Charazed Bendouiou (1987)

Le 8 juillet 1987, Charazed Bendouiou, 10 ans, descend jouer, seule, dans la cour de son immeuble à Bourgoin-Jallieu. Depuis, personne ne l'a jamais revue.

La première enquête sera close en 1989. Et ce n'est qu'en 2005 que Charazed sera inscrite sur le fichier des personnes disparues. Alors que le dossier est lié à la vaste affaire des «Disparus de l'Isère», les investigations sont de nouveau relancées en 2017, trente ans après la disparition de Charazed. Le 25 novembre 2024, la famille voit ses espoirs renaître. Un homme de 63 ans est arrêté près de Dijon, soupçonné d'avoir assassiné deux enfants entre 1988 et 2000, Nathalie Boyer et Laïla Afif. Il pourrait également être responsable du meurtre de Charazed Bendouiou.

Ludovic Janvier (1983)

Ludovic, 6 ans, est enlevé en pleine rue à Saint-Martin-d’Hères (Isère) sous les yeux de son grand-frère, Jérôme, un an plus âgé.

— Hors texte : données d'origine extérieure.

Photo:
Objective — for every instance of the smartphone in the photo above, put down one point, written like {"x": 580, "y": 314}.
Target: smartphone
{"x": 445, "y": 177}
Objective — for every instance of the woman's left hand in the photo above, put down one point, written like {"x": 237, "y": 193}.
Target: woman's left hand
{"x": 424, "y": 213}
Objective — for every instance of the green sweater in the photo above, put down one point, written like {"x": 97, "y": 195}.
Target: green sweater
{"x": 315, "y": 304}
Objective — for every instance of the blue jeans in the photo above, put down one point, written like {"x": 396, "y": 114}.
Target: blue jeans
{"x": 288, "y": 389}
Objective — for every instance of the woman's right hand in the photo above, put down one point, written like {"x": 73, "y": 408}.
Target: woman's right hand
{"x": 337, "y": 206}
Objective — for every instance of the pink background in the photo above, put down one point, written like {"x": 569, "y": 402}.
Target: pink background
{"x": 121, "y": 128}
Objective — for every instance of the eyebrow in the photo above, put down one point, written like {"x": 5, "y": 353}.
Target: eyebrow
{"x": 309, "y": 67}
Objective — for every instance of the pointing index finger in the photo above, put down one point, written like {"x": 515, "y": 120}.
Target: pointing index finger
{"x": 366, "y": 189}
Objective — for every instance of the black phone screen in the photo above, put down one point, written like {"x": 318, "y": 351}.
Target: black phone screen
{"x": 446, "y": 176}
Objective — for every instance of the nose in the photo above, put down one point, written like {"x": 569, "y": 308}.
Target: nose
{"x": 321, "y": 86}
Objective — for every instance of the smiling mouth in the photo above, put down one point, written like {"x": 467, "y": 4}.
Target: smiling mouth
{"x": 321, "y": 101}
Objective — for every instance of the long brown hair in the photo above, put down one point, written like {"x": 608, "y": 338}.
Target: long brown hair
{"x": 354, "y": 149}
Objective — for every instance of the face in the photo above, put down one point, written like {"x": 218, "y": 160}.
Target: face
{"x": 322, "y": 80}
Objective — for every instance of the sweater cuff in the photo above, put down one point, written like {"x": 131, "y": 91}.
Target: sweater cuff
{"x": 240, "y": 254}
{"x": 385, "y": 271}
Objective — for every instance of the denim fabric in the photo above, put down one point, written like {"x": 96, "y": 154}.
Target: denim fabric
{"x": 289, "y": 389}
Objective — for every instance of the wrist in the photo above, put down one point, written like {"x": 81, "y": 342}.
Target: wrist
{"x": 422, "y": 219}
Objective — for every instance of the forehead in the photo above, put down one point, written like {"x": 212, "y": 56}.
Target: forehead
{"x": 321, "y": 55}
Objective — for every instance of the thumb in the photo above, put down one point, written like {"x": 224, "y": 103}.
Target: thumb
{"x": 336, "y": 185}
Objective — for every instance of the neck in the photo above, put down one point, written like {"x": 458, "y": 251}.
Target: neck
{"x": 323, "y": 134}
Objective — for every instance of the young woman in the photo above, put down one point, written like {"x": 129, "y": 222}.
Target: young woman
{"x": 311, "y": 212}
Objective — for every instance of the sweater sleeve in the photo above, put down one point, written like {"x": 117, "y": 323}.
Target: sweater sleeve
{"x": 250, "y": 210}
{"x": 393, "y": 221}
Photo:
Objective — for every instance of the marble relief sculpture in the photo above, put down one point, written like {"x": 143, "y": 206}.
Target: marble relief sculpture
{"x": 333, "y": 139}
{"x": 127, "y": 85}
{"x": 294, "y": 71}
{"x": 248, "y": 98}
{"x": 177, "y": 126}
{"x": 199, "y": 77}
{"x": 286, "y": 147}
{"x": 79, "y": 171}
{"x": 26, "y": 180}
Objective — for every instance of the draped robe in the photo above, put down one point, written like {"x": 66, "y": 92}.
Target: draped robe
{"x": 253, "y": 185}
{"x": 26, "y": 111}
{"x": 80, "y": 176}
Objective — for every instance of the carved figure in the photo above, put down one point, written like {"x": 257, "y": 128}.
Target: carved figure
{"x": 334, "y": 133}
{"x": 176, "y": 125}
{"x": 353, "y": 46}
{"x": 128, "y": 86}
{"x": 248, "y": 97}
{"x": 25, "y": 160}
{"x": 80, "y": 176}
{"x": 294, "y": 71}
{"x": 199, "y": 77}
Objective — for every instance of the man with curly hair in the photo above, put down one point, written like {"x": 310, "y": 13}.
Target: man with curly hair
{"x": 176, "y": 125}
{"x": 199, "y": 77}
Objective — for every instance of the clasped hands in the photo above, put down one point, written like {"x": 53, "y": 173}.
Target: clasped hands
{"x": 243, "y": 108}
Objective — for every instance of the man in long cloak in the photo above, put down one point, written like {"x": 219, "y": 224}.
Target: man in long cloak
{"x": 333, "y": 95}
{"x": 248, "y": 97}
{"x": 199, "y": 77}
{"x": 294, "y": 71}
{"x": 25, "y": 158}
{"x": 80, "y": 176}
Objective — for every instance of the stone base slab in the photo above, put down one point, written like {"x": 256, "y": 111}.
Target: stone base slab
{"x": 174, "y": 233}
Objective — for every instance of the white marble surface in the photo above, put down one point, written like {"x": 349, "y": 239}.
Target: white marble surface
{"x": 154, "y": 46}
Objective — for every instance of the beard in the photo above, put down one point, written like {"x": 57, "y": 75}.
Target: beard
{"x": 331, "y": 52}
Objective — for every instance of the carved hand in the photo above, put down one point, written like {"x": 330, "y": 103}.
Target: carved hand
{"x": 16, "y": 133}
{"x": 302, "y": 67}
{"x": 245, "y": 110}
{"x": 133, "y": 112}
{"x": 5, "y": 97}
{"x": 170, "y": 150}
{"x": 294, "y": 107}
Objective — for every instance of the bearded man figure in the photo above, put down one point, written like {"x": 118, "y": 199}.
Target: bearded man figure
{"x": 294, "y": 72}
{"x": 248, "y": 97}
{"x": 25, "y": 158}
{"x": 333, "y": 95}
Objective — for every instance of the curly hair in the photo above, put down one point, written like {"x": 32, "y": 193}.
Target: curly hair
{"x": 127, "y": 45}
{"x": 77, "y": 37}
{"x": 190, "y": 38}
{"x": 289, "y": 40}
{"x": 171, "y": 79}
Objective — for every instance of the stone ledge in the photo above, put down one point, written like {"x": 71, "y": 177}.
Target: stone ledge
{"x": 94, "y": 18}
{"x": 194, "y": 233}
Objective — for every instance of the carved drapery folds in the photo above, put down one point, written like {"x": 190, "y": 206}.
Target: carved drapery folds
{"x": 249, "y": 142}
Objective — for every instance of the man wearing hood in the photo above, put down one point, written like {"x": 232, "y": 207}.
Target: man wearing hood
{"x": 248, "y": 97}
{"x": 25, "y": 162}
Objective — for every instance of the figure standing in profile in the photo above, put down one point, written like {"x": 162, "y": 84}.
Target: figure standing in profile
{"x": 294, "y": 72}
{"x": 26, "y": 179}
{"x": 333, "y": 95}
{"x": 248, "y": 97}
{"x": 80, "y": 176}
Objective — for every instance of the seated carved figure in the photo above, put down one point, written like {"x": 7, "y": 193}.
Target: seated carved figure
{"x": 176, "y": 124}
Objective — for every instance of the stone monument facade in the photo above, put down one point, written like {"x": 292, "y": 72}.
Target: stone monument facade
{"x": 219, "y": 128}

Ce jour-là, ce dernier et ses deux petits frères, Ludovic et Nicolas, vont acheter des cigarettes pour leur père lorsqu’un homme les aborde. Ce dernier leur promet des bonbons s’ils acceptent de l’aider «à retrouver son chien». «J’ai laissé Ludovic partir avec cet homme. Quand j’ai vu le regard qu’il me lançait, j’ai compris que j’avais fait une bêtise, mais c’était trop tard», explique Jérôme. 

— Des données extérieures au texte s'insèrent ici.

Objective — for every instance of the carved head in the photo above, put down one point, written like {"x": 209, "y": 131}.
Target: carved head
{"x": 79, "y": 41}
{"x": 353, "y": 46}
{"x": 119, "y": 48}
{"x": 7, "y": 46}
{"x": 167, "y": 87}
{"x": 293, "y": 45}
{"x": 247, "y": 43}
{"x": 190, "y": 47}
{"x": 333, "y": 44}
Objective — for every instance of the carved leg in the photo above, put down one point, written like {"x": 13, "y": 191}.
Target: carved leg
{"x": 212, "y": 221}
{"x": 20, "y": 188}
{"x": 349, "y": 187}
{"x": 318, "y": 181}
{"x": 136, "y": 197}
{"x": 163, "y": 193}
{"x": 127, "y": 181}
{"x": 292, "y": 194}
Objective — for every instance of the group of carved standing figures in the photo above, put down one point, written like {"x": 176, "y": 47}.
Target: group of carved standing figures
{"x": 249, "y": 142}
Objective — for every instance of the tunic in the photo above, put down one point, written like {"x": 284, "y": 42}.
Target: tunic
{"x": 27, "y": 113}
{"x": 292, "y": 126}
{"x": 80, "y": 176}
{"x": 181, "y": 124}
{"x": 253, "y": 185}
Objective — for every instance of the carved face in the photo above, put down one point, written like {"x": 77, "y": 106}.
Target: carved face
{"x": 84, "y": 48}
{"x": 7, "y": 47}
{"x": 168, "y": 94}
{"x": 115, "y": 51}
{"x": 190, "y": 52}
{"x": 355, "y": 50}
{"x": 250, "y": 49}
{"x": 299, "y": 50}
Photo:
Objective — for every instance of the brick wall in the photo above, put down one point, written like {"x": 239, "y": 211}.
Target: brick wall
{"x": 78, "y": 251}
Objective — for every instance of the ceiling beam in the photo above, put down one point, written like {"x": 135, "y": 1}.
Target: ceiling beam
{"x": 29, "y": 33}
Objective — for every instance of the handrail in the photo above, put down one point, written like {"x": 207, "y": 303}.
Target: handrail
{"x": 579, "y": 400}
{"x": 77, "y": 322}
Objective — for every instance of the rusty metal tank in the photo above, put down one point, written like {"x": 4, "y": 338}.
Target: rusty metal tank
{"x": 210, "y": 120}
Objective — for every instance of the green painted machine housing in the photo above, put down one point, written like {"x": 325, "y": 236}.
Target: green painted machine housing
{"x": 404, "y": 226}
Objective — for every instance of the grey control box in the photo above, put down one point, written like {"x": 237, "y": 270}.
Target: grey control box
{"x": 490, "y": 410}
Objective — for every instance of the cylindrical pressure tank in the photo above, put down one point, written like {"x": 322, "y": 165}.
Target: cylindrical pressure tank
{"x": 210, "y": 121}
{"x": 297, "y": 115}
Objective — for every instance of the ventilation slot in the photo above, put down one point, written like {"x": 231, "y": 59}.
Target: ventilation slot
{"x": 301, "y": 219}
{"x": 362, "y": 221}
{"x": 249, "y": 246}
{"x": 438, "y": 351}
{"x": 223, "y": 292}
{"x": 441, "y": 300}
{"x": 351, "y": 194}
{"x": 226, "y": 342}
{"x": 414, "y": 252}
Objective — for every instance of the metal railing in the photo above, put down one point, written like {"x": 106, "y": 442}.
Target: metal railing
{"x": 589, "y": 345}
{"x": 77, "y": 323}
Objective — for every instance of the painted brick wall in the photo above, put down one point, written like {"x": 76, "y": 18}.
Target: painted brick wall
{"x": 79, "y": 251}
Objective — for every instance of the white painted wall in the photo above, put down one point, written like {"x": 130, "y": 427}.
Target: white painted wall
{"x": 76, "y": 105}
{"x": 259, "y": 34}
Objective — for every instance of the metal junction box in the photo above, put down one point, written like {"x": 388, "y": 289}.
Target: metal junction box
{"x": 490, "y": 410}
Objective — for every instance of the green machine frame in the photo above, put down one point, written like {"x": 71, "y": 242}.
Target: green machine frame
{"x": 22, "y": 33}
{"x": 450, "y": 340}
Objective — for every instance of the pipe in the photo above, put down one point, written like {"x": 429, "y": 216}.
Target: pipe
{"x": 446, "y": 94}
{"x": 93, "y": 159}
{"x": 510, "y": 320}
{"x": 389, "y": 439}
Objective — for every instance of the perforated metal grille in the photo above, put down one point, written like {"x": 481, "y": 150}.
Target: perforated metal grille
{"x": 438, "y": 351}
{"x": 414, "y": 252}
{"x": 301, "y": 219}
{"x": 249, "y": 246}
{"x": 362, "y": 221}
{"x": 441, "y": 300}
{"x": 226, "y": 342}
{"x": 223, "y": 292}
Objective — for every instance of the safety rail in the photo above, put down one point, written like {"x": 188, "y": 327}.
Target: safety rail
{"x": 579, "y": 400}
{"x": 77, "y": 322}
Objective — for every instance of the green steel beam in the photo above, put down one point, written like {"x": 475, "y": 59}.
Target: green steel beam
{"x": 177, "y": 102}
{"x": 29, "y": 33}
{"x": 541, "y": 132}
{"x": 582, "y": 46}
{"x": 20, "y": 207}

Quelques mois plus tard, une greffière du tribunal de Grenoble reçoit un appel d’un interlocuteur anonyme qui affirme que le garçonnet est en bonne santé et a été accueilli par un couple en mal d’enfants. L’affaire, qui pourrait être liée aux «disparus de l’Isère», a connu de multiples rebondissements, entre fermetures d’enquête, non-lieu, réouverture… En 2015, de nouvelles investigations étaient lancées sur ordre de la cour d’appel de Grenoble.

Yves Bert (1977)

Le 3 février 1977, Yves Bert, 6 ans disparaît dans des circonstances mystérieuses à Lyon. Comme chaque jour, son frère aîné, 9 ans, l’attend à la sortie de l’école pour rentrer ensemble mais le garçonnet ne réapparaîtra jamais. Selon le concierge de l’école, le petit Yves est pourtant bien sorti de l’établissement, aux côtés d'une petite fille.

En 1978, l’affaire rebondit lorsque les parents reçoivent une lettre anonyme évoquant l’enlèvement de l’enfant. Depuis, Yves Bert n’est jamais réapparu. «Je suis toujours dans cette interrogation trouble. Il a fallu tenir et faire front pour son frère Yannick. Nous n'avions pas d'autre choix que de faire face. C'était ça ou le suicide», racontait la mère de l'enfant dans un entretien accordé au Parisien en 2017.